Home
Romane
Vita
Projekte
News
Impressum

Vollautomatisch

Kapitel 30


  
Als Juliane am nächsten Morgen aufwachte, merkte sie sofort, dass etwas nicht stimmte. Ihr Knie war so stark angeschwollen, dass sie es kaum schaffte, aus dem Zelt zu kriechen.
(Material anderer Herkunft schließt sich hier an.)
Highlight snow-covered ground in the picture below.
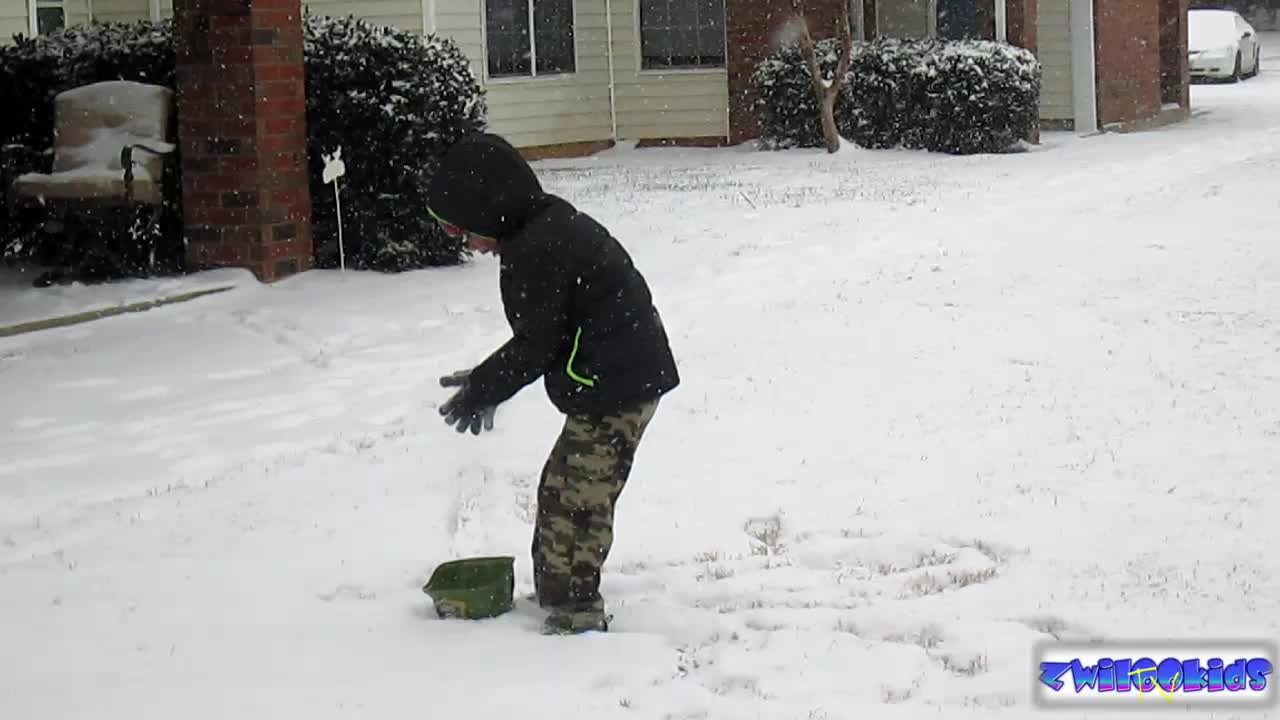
[0,42,1280,720]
An Weiterfahren war überhaupt nicht zu denken.

Einbeinig hüpfte Juliane zu einem nahegelegenen Gebüsch, um Zweige für ihr Kochfeuer zu sammeln. Der Kaffee, den sie sich kochte, gab ihr zwar neue Frische, aber gegen ihr Beinproblem half er natürlich nicht.
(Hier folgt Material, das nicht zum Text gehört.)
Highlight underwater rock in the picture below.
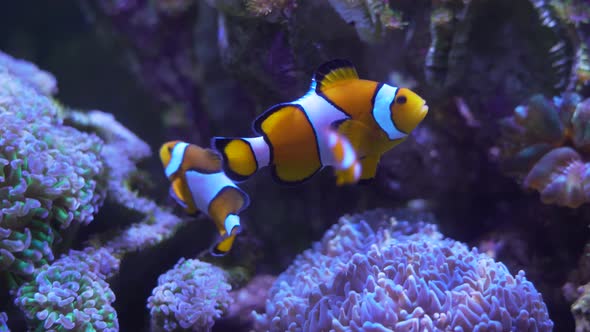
[147,258,232,331]
[501,93,590,208]
[255,210,553,331]
[329,0,405,43]
[571,284,590,332]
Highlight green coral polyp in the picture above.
[0,62,105,277]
Oh je, was mach ich nur? Jede Stunde ist kostbar! Warum eigentlich? Ich hetze von Dorf zu Dorf und mein armes Bein kriegt einfach nicht genug Ruhe. Aber hätte ich in einem der Dörfer länger bleiben wollen? Nein, auf gar keinen Fall. Und unterwegs ist es auch nicht so toll. Vor allem, wenn der Proviant knapp wird. Letztes Mal ist mir das Essen ja unterwegs ausgegangen und einen Tag länger hätte ich gar nicht durchgehalten. Wie gut, dass Taliga mir soviel mitgegeben hat. Sonst müsste ich jetzt hungern mit meinem kaputten Bein.

Nach dem Frühstück legte Juliane sich wieder ins Zelt, denn sie wusste nichts anderes mit sich anzufangen. Zuerst dachte sie über ihre Situation nach, dann schlief sie wieder ein und träumte ein krauses Wirrwarr ihres Lebens im Schwarm vermischt mit den Erlebnissen in den beiden Dörfern. Als sie wieder erwachte, hatte sie schlechte Laune und ihr Knie war noch mehr geschwollen als am Morgen.
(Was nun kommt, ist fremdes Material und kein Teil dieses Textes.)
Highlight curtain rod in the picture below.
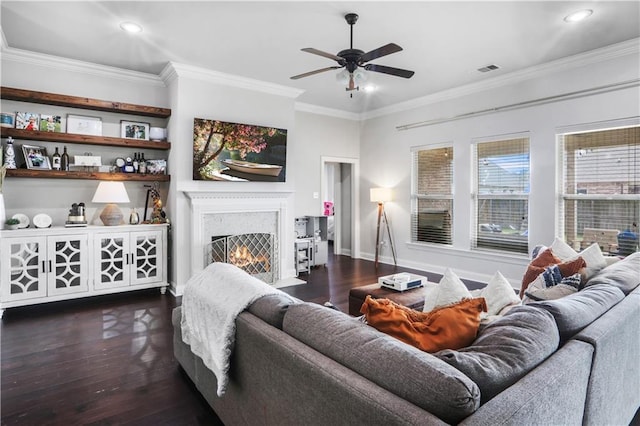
[396,78,640,130]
Sie wünschte, sie hätte die vor Ewigkeiten bestellte Wolle zur Hand und könnte die Zeit nutzen, um zu stricken.

Stattdessen verbrachte Juliane den Nachmittag damit, im Kriechgang ein paar Zweige zu sammeln und sich ausgiebig ein Süppchen zu kochen. Beim Kriechen hatte sie ein paar Wildkräuter gesammelt, die ihrer Suppe ein frisches Aroma verliehen. Dieser Kräutergeschmack war der Höhepunkt des eintönigen Tages.

Abends schmierte Juliane ihre mitgebrachte Sportsalbe auf ihr Knie und hoffte, dass diese so gut half, dass sie am nächsten Tag weiterfahren konnte.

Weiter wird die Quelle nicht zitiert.